5.5
- Band: AFTER ALL
- Durata: 00:38:32
- Disponibile dal: 28/08/2007
- Etichetta:
- Dockyard 1
- Distributore: Edel
Niente da fare: nemmeno con “This Violent Decline” gli After All riescono a togliersi di dosso quel fastidioso senso di incompiutezza che li fa rimanere ai margini della scena che conta. Questo ormai è il sesto full length della band belga, il secondo sotto Dockyard1 e stavolta non possono essere accampate scuse. La label di Piet Sielck fa le cose in grande, affidando il mixing ai Fredman Studios ed a Tue Madsen, che insieme ottengono un sound terremotante ed incredibilmente efficace.

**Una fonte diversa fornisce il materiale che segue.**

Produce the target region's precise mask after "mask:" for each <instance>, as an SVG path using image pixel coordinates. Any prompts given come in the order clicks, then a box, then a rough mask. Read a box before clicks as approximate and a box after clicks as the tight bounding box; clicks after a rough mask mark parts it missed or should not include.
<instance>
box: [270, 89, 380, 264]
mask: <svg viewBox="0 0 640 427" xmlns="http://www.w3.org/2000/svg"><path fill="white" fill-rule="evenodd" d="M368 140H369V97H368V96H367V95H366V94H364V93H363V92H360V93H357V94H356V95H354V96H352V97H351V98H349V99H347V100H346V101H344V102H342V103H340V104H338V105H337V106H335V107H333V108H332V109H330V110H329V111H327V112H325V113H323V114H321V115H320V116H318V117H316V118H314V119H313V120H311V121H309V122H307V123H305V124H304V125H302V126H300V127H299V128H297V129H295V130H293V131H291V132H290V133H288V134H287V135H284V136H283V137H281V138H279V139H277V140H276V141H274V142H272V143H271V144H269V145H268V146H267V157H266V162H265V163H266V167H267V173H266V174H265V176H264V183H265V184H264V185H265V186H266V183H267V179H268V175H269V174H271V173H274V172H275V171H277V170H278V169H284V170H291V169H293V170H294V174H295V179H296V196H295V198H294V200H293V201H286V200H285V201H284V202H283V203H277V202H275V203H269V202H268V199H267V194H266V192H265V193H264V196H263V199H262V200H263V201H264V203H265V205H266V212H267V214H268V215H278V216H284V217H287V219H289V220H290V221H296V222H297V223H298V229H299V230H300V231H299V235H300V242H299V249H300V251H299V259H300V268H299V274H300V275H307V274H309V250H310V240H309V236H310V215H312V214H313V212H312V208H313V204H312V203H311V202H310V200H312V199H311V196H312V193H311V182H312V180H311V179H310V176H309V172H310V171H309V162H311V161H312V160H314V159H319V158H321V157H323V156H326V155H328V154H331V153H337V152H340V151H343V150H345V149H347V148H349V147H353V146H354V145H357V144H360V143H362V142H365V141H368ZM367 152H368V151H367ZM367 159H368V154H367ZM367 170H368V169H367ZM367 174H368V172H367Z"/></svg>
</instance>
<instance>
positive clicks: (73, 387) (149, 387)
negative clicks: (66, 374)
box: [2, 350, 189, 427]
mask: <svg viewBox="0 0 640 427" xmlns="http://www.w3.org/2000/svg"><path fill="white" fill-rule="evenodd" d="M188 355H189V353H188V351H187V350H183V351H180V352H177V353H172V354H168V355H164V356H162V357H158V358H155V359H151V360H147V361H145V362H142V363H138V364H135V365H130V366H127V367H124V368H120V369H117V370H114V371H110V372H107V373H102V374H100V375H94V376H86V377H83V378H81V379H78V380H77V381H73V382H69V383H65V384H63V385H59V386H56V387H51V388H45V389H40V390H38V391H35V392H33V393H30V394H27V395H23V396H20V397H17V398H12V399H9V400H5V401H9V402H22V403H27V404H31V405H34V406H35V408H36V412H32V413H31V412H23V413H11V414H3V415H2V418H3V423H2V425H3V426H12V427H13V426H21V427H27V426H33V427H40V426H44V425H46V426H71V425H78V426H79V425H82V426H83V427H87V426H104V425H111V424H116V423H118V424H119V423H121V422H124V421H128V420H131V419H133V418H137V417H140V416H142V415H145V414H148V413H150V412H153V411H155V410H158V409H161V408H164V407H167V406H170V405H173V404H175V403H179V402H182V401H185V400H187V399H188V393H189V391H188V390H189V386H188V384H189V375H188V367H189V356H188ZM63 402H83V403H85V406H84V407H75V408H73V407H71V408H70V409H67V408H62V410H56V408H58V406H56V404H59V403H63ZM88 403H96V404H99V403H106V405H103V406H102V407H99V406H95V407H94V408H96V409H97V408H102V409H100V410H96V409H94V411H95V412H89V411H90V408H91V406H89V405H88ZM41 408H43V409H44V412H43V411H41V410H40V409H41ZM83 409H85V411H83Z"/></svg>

Il problema è, ancora una volta, il songwriting, troppo legato a stilemi thrash americano ma senza il necessario nerbo che sarebbe utile, anzi indispensabile, in progetti di questo tipo. Ad onor del vero gli After All si inseriscono in un filone che tenta di ammodernare il buon vecchio thrash ottantiano e lo fanno innestando robuste partiture power (made in U.S.) e delle linee vocali abbastanza debitrici di band innovative come i Nevermore. Il risultato finale si lascia ascoltare ma non riesce ad ottenere nulla di più. Tutto ciò per dire che i belgi, sotto una coltre di buone intenzioni, non riescono a colpire nel segno. Certo, vi sono episodi piuttosto ben riusciti, come la canonica opener “Frozen Skin” o la maggiormente melodica “Blind Euphoria 2006” o ancora la conclusiva ballata “Second Time Around”. La maggior parte delle tracce comunque vivacchia su ritmi medio alti, con un singer mai veramente in palla e delle asce che si limitano a svolgere con abnegazione il compito loro assegnato ma non vanno oltre. Al sesto lavoro possiamo forse dire definitivamente che gli After All sono destinati a rimanere chiusi in un limbo fatto di indubbia passione musicale ma accompagnato da un pressapochismo compositivo e da esecuzioni senza particolari picchi emotivi.